One area of division has been the sources of information used by both parties. At the start of the dispute, the facts, as relayed by universities, seemed incontrovertible: a £6.1 billion deficit had to be filled and massive cuts were the answer.
However, staff on picket lines began to obtain information via social media, rather than merely relying on messages from university communication offices.
As a political scientist, I teach how power can take a variety of forms. The most direct form of power is the ability to harm someone until they do what you want.
Excessively punitive responses to the strike action, such as attempts to dock additional pay for non-rescheduled classes or for working to contract, reflect this attempt at power, the “we can hurt you, so we will” idea. Authoritarian regimes are good at exercising this type of power, but it comes with legitimacy problems.
However, other types of power are more covert. In the most successful exercise of power, the masses even come to believe that their interests align with those who govern them – something that has worked for university leaders up to now.
With the strikes, management’s ability to exercise power has faded due to the availability of detailed and reasoned alternative accounts of the changes from colleagues on social media.

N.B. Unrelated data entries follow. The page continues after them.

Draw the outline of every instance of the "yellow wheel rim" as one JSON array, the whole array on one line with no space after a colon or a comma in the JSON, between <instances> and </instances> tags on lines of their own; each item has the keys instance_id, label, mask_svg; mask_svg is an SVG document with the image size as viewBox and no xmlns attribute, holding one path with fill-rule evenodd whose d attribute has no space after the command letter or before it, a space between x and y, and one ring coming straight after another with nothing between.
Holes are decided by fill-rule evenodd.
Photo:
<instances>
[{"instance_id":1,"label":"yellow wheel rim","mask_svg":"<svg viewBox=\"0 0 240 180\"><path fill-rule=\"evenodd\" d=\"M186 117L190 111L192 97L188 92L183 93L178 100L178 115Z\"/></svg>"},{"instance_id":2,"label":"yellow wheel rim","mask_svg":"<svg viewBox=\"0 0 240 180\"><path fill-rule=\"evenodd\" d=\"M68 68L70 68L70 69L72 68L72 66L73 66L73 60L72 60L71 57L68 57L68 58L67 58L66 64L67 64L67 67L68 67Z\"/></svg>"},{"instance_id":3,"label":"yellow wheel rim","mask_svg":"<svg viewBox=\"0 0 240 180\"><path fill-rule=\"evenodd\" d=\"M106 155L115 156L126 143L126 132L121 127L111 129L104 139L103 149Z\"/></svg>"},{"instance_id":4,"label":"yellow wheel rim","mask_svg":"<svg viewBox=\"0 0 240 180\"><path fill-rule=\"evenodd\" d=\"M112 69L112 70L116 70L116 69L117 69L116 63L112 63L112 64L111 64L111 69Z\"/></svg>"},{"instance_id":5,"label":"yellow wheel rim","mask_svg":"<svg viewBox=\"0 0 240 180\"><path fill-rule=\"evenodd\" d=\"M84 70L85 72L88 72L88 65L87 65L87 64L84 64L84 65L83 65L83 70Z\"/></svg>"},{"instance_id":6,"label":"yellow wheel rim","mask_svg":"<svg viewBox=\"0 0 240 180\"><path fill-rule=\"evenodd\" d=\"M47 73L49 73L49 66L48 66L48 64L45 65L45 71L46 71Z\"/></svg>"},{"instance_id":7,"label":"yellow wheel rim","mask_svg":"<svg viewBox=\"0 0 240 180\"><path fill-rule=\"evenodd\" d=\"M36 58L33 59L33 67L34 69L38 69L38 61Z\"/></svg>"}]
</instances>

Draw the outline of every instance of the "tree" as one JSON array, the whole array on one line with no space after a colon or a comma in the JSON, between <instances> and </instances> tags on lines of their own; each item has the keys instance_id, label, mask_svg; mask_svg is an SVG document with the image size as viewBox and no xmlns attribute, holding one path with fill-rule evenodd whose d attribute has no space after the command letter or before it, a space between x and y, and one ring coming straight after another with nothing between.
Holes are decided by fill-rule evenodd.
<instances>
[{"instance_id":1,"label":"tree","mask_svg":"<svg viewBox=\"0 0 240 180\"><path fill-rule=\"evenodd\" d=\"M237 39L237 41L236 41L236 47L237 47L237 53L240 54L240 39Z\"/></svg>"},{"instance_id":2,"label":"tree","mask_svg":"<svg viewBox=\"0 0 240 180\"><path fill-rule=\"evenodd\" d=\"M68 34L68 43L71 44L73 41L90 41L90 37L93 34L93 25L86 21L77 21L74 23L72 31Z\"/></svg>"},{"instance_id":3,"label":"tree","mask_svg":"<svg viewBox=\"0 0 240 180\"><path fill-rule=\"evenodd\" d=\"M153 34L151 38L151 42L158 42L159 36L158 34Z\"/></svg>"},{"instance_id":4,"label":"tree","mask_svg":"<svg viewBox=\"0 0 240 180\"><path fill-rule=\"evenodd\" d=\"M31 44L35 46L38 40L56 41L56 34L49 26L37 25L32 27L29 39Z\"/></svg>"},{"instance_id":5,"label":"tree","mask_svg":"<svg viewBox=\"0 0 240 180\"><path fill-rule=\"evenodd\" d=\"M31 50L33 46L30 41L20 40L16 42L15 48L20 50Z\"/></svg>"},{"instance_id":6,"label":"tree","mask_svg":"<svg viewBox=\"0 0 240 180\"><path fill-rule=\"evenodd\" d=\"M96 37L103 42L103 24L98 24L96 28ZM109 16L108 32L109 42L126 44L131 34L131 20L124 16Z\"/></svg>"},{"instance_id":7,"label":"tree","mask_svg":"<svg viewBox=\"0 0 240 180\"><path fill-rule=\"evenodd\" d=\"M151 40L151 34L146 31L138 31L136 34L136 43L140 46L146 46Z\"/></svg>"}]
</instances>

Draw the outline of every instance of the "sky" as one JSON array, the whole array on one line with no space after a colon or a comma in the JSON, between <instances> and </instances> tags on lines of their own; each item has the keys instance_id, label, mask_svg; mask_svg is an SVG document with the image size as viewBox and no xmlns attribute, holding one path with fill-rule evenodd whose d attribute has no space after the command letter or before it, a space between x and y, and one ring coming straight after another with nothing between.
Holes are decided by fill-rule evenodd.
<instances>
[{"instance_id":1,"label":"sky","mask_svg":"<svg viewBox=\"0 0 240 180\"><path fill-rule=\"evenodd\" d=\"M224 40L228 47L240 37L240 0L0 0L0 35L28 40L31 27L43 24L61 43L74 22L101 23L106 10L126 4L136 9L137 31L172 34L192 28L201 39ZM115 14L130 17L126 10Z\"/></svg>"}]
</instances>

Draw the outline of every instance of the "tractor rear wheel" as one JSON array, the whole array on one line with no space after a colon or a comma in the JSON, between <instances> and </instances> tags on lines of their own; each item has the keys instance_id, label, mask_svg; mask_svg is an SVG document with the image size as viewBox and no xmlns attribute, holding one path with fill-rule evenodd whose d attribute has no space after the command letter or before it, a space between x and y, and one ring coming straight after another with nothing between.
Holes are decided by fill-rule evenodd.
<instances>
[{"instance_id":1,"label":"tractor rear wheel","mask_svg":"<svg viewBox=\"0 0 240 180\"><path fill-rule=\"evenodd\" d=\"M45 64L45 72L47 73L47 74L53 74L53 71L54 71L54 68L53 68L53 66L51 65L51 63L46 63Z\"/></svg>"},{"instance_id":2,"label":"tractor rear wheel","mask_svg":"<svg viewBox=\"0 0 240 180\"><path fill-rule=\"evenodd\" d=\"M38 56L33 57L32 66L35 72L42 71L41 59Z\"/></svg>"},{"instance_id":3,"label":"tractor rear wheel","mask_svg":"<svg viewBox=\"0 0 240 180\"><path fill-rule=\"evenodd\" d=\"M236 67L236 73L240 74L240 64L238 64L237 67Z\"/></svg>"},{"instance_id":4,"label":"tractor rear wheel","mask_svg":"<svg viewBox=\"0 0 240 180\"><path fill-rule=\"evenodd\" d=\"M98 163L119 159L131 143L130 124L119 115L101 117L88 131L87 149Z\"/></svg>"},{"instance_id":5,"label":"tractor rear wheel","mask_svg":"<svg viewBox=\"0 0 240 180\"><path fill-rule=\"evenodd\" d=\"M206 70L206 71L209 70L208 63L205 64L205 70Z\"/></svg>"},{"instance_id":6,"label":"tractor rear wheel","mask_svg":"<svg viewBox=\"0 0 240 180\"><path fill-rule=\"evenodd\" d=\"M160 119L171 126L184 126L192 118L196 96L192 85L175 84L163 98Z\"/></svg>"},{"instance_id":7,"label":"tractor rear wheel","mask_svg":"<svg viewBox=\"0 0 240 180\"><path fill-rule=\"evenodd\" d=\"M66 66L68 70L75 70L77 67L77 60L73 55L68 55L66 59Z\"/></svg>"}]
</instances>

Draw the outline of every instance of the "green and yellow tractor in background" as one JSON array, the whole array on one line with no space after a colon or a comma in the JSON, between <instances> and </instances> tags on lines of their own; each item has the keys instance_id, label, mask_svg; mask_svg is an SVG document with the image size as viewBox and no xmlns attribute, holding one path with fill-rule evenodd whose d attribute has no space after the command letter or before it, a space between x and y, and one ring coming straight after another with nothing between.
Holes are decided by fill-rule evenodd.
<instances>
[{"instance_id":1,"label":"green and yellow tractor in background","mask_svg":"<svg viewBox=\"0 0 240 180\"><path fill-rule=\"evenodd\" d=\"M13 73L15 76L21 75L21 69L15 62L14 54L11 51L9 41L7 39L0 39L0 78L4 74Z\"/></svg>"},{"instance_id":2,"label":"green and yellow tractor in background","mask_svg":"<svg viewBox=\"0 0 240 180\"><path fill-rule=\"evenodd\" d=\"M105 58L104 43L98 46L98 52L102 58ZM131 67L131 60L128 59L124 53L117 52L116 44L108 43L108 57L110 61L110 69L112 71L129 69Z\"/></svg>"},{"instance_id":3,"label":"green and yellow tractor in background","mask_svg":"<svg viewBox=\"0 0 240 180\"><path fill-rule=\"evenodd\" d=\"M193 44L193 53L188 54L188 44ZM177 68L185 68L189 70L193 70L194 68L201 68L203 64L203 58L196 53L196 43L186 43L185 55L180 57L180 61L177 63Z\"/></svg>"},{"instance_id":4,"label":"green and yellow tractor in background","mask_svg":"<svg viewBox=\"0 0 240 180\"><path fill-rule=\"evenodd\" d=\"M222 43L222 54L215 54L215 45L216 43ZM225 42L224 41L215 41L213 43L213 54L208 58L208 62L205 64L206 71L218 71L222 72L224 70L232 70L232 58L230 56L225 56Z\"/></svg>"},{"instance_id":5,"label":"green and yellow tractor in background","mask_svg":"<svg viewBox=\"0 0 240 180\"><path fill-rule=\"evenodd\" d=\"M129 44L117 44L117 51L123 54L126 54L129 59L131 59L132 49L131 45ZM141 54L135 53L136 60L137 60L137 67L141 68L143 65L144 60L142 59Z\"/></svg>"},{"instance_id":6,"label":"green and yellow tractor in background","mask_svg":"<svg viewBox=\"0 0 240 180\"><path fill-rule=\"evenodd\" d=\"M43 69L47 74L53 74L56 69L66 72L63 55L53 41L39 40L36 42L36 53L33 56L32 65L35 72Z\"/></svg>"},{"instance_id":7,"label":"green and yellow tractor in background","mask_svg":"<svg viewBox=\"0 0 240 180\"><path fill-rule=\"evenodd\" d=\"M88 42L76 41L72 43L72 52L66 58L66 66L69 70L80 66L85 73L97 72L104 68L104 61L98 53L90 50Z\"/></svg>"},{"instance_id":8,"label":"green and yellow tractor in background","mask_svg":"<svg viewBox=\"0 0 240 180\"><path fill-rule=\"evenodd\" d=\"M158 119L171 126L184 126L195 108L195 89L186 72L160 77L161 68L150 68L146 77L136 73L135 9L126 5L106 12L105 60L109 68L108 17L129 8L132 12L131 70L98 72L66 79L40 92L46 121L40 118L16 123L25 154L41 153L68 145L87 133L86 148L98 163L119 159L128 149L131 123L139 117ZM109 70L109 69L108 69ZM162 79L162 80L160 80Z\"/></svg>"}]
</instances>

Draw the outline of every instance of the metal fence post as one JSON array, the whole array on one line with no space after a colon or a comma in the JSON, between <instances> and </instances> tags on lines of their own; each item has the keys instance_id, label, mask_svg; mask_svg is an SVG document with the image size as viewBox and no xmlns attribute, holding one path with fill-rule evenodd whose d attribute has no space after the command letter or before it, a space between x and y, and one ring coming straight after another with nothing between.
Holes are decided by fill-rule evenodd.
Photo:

Many now feel deliberately deceived by managers and are at a point where the legitimacy of university employers and Universities UK has come into question.
Early articles problematising the declarations of the Universities Superannuation Scheme’s purported £6.1 billion deficit were written by University of Warwick economist Dennis Leech. Other people, well versed in statistics, examined what they found to be a flawed valuation model behind the stated deficit, as in this piece by UCL academic Sean Wallis.
Michael Otsuka, from the London School of Economics, has also been digging into the number of institutions involved in supporting the new valuation and found a discrepancy in the figures.
With painstaking effort and some crowdsourcing via social media, he was able to uncover a story of how Oxford and Cambridge colleges had been counted individually in the consultation process, which exaggerated the voices of these institutions.
But why? Some clues were unearthed in an old Times Higher Education piece. Universities that perceived themselves to be at the top of the heap did not want to carry the risk of other institutions in the scheme – the so-called last man standing problem.
If institutions with the USS retirement scheme could go bankrupt, those remaining did not want to pick up the pension responsibilities for employees. In short, the increased volatility of today’s market-driven system has led to an overly cautious attitude towards risk.
This has prompted some individuals, including former business secretary Vince Cable, to conclude that state backing is needed to overcome this risk aversion.
Social media has also helped USS members to understand that universities were not merely averse to risk from other institutions, but also to pension responsibilities towards their own staff.
Defined benefit pension systems keep such responsibilities on the books, while defined contribution pension systems can clear them as accounting liabilities. This is not just an accounting issue – it is a question of priorities.
If teaching and research are the main missions of universities, one would think that staff should be a priority in budgeting. But perhaps the allure of real estate and property development has tempted some university managers to consider removing pension responsibilities from their books.
All this information and much more became available via Twitter. And academics and other university staff, curious as to why they were being told that their pensions would be halved, were reading it.
Universities UK and many vice-chancellors have, however, continued to insist that the pension fund faces an enormous insurmountable deficit – with no acknowledgement of the questions raised regarding the valuation process.
But they can only ignore the insights produced by this academic digging for so long.
Sherrill Stroschein is a reader in politics at University College London.